Cullum propone un mix tra jazz, swing, soul e (qualche volta) pop / rock in una formula a trio lontana da schemi di interplay ricercato, più prossima ad un intrattenimento vivace che semplifica, senza banalizzare, anche momenti potenzialmente complessi come ´Well You Needn’t´ di Monk. L’eco del geniale pianista si sente ma il brano assume un ritmo scoppiettante quasi paradigmatico della reinterpretazione che il trio dà del bop.
Anche ´It Ain’t Necessarily So´, di Gershwin, è rielaborato con un ritmo puntato blues e fumé da locali distanti dalla Tin Pan Alley.
Molto interessante è l’inedito ´God Only Knows´ eseguito con un quartetto d’archi in un felicissimo mix di jazz e pop alla Eleanor Rigby dei Beatles.
In ´Too Close For Comfort´ i fiati interloquiscono con la voce nel classico schema di chiamata e risposta delle orchestre swing in una tipica venatura da intrattenimento anni ’30-’40.
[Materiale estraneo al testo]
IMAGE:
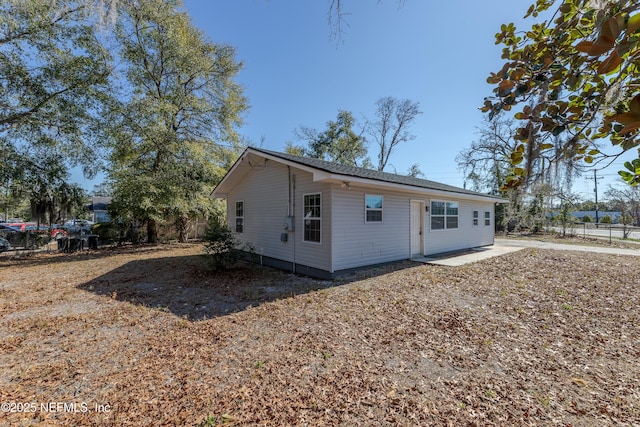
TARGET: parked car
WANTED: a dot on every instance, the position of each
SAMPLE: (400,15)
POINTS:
(4,245)
(32,226)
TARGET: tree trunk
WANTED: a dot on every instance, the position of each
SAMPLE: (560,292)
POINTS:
(182,224)
(152,231)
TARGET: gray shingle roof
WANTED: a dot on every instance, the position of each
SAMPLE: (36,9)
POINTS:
(368,173)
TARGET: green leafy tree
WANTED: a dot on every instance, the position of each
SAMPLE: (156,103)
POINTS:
(53,78)
(338,143)
(54,83)
(575,75)
(175,130)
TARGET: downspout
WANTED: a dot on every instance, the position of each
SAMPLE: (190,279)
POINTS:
(292,182)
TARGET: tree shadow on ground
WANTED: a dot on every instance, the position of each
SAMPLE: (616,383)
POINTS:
(187,287)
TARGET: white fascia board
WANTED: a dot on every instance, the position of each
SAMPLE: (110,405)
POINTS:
(404,187)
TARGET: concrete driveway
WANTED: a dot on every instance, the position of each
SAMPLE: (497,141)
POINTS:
(504,246)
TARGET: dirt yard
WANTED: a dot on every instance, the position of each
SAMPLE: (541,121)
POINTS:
(151,336)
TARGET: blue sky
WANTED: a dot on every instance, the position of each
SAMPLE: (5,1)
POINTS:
(438,53)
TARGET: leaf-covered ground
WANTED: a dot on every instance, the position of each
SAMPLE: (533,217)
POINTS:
(151,336)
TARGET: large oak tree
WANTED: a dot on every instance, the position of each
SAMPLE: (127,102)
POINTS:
(174,125)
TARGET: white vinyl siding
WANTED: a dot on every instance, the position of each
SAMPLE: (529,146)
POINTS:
(465,236)
(268,188)
(355,243)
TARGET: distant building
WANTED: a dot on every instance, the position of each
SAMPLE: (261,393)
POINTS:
(98,209)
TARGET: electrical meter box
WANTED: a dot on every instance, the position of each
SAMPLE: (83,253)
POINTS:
(289,223)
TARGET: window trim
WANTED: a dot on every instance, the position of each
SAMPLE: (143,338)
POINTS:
(239,217)
(304,219)
(367,209)
(444,216)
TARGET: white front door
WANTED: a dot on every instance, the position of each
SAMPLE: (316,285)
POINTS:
(416,228)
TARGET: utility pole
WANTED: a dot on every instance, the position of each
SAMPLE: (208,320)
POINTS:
(595,189)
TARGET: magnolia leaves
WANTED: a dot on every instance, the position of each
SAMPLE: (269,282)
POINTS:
(618,29)
(578,75)
(632,175)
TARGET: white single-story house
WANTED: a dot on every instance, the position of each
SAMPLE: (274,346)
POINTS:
(323,219)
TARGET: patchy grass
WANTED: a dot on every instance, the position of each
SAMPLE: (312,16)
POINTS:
(151,336)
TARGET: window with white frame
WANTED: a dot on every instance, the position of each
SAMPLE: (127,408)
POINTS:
(312,217)
(372,208)
(444,215)
(239,216)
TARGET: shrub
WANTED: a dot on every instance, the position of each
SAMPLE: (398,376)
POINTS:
(220,244)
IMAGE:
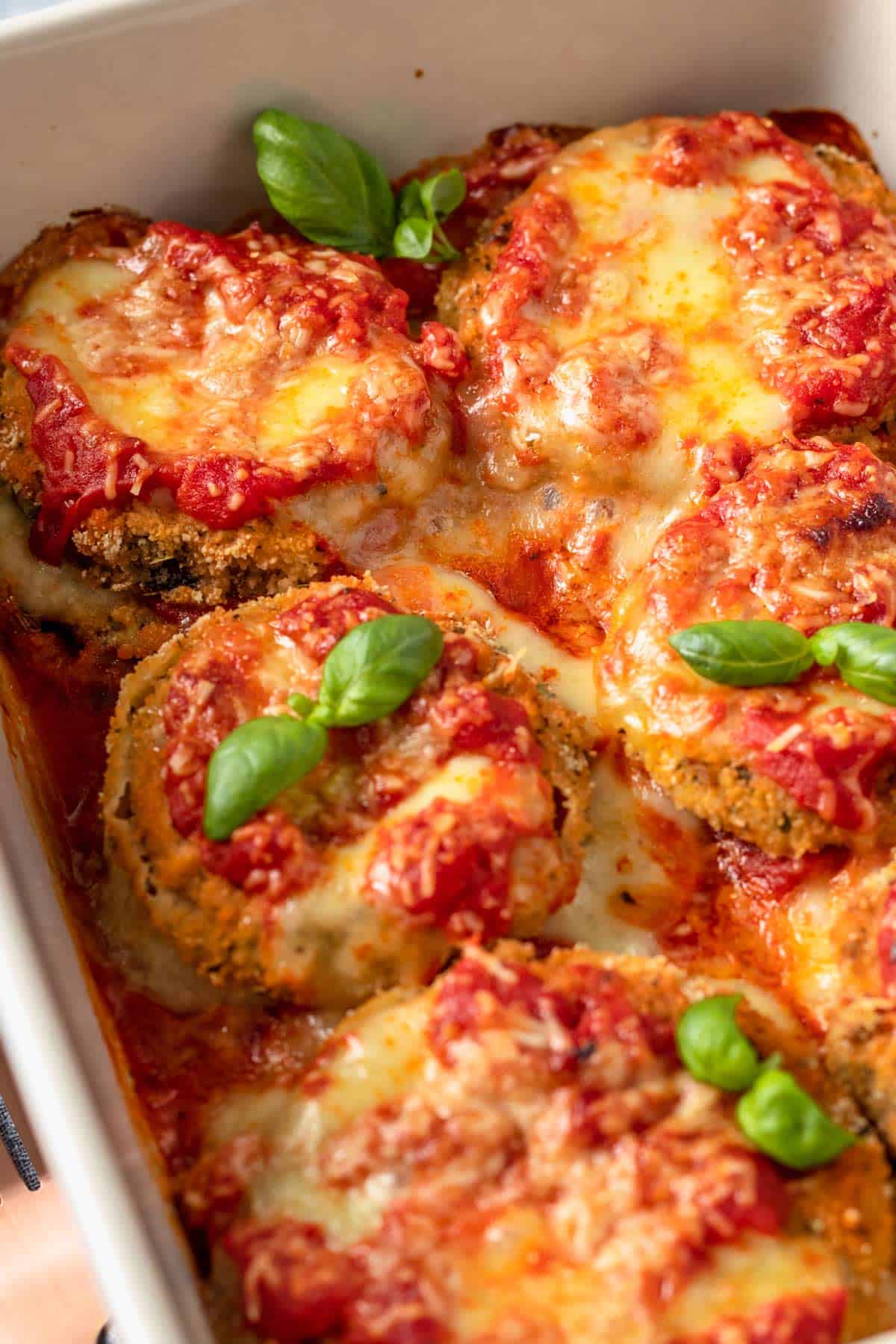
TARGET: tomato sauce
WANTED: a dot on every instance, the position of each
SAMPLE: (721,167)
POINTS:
(173,1065)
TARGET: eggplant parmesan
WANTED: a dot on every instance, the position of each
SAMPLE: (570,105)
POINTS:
(655,390)
(168,393)
(517,1154)
(458,816)
(665,297)
(806,537)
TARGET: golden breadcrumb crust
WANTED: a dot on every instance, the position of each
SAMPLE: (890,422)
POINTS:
(139,546)
(205,913)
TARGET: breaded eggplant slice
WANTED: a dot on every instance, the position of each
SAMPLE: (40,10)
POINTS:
(808,537)
(662,300)
(179,410)
(458,816)
(827,927)
(517,1154)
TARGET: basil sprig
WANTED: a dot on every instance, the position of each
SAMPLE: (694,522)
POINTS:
(864,655)
(770,653)
(368,673)
(254,764)
(783,1121)
(744,652)
(374,670)
(774,1112)
(337,194)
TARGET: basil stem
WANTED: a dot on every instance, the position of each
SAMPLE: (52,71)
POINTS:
(414,238)
(744,652)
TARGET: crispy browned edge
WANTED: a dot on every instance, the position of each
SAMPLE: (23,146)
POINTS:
(139,546)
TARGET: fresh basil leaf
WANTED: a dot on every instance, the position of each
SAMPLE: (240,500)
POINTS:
(375,668)
(254,764)
(328,187)
(744,652)
(712,1046)
(410,201)
(788,1124)
(300,705)
(414,238)
(864,655)
(444,193)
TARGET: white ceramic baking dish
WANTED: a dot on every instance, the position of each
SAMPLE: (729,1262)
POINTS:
(148,102)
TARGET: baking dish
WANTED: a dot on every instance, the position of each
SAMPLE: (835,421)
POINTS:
(147,102)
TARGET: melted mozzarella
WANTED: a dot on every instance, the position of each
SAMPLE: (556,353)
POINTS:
(625,883)
(741,1280)
(46,591)
(231,388)
(444,591)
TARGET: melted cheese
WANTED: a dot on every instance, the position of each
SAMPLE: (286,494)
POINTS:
(314,924)
(550,1261)
(245,388)
(46,591)
(656,327)
(625,885)
(432,588)
(741,1280)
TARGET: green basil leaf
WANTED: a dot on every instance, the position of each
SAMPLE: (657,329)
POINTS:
(375,668)
(254,764)
(413,238)
(788,1124)
(444,193)
(864,655)
(410,201)
(714,1048)
(744,652)
(324,184)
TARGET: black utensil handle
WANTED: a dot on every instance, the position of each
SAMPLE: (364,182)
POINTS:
(18,1152)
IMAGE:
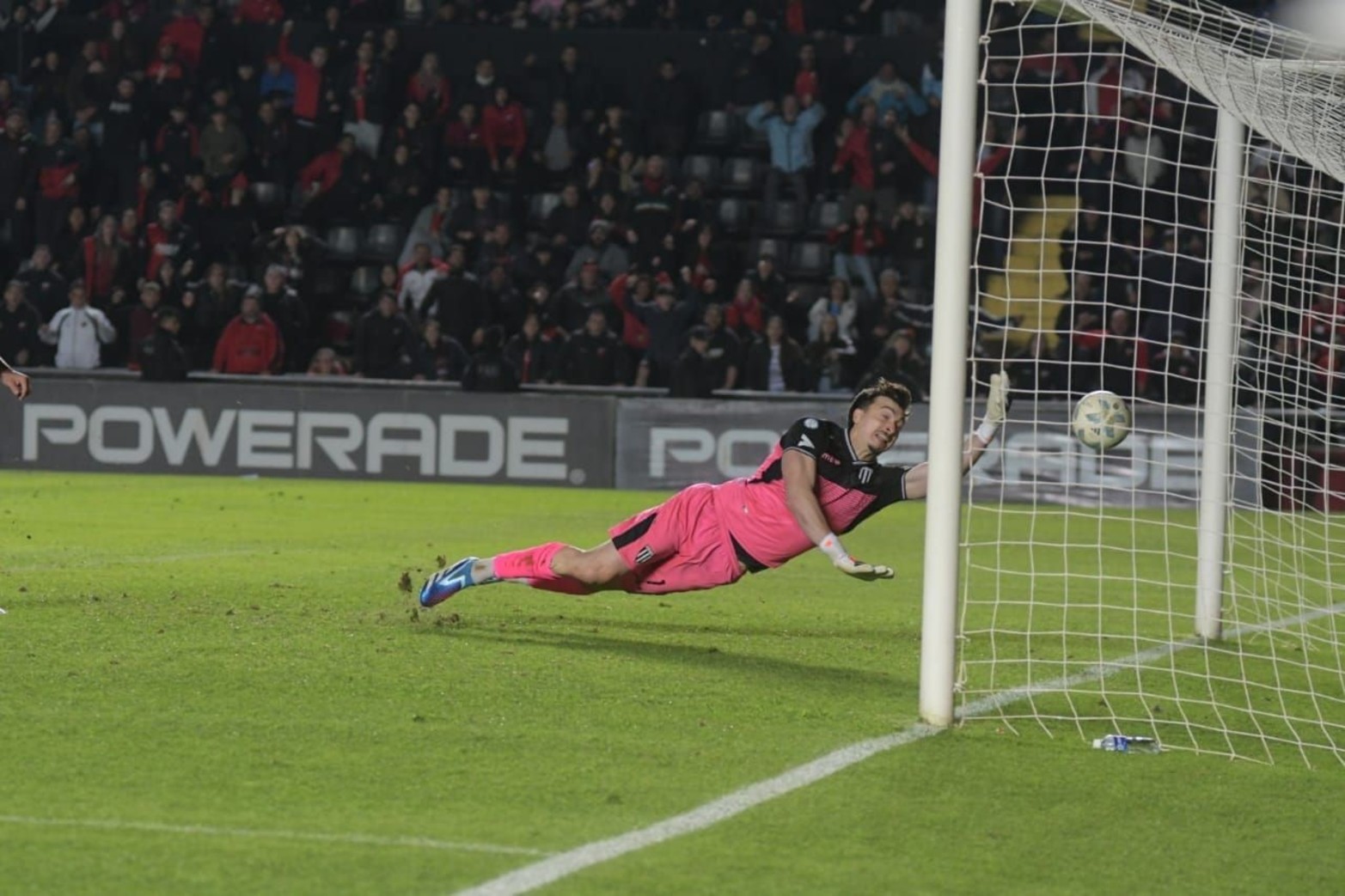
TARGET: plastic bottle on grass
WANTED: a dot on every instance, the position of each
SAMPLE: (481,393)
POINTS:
(1128,744)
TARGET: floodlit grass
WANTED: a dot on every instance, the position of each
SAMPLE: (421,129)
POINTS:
(217,686)
(1052,594)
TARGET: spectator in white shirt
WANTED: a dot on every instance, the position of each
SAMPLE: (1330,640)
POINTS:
(417,276)
(78,332)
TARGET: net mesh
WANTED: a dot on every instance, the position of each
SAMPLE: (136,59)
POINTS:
(1094,229)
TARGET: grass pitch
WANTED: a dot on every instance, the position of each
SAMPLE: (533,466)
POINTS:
(217,686)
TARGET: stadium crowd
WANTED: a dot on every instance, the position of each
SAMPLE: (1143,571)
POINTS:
(217,187)
(266,189)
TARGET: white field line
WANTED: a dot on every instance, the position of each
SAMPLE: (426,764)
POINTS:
(123,560)
(312,837)
(559,865)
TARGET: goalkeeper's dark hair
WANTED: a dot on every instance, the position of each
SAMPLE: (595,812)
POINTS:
(881,389)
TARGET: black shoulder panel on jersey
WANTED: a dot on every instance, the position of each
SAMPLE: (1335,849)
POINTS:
(811,435)
(890,487)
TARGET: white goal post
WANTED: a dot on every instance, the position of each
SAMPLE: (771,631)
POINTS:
(1171,222)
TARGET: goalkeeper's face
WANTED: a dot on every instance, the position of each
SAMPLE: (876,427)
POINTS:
(877,427)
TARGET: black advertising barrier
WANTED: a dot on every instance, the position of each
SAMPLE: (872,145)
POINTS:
(397,430)
(669,444)
(297,430)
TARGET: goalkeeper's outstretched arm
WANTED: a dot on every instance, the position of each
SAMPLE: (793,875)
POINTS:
(997,409)
(14,381)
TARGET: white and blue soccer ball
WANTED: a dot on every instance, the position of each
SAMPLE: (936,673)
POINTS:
(1102,420)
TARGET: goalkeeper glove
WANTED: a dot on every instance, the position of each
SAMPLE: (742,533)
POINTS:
(997,406)
(849,565)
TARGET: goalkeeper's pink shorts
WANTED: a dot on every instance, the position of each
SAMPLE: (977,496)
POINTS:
(678,546)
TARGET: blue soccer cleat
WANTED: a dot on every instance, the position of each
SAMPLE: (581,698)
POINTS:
(448,582)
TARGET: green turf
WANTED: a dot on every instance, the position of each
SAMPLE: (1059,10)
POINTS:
(235,658)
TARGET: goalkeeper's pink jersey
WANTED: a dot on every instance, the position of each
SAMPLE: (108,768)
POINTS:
(754,509)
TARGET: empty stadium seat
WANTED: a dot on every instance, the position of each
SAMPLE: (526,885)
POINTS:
(542,204)
(716,130)
(825,216)
(783,220)
(735,216)
(810,261)
(343,244)
(767,247)
(266,194)
(742,175)
(751,140)
(328,283)
(704,168)
(383,242)
(364,280)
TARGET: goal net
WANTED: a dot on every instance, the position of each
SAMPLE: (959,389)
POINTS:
(1097,218)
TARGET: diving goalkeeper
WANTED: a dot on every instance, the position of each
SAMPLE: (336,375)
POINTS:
(821,479)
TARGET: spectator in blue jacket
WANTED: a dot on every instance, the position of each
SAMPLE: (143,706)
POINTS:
(790,133)
(890,92)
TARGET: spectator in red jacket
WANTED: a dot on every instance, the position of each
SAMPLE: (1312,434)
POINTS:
(745,315)
(856,152)
(854,242)
(167,237)
(250,342)
(311,89)
(260,11)
(183,31)
(107,261)
(504,131)
(58,164)
(328,185)
(428,88)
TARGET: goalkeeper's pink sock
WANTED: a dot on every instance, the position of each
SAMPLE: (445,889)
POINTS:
(533,567)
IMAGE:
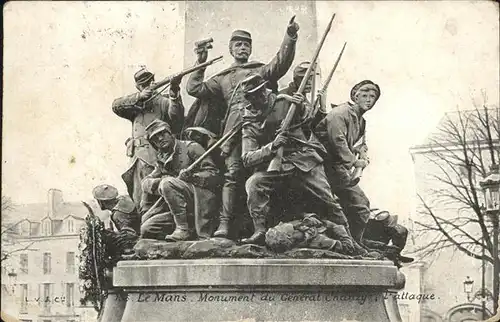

´Love Won’t Let Me Know´ richiama a tratti Stevie Wonder.
Notevole è ´Small Day Tomorrow´, affidato alla voce da nottambulo deambulante di Bob Dorough sostenuta da un piano blues e da un basso che esegue ritmo, armonia e melodia; tra il meglio dell’album.
´In the Wee Small Hours..´ chiude il lavoro con un tono dimesso, riflessivo, rispettoso in questo caso dello standard, concludendo in modo inatteso un lavoro vario, gradevole e di sostanza.
Per chi già conosce Jamie il disco non è imprescindibile ma per chi è al primo approccio risulta una buona introduzione; inoltre, una volta tanto, gli inediti non sono dei riempitivi ma rappresentano il maggior valore aggiunto del lavoro.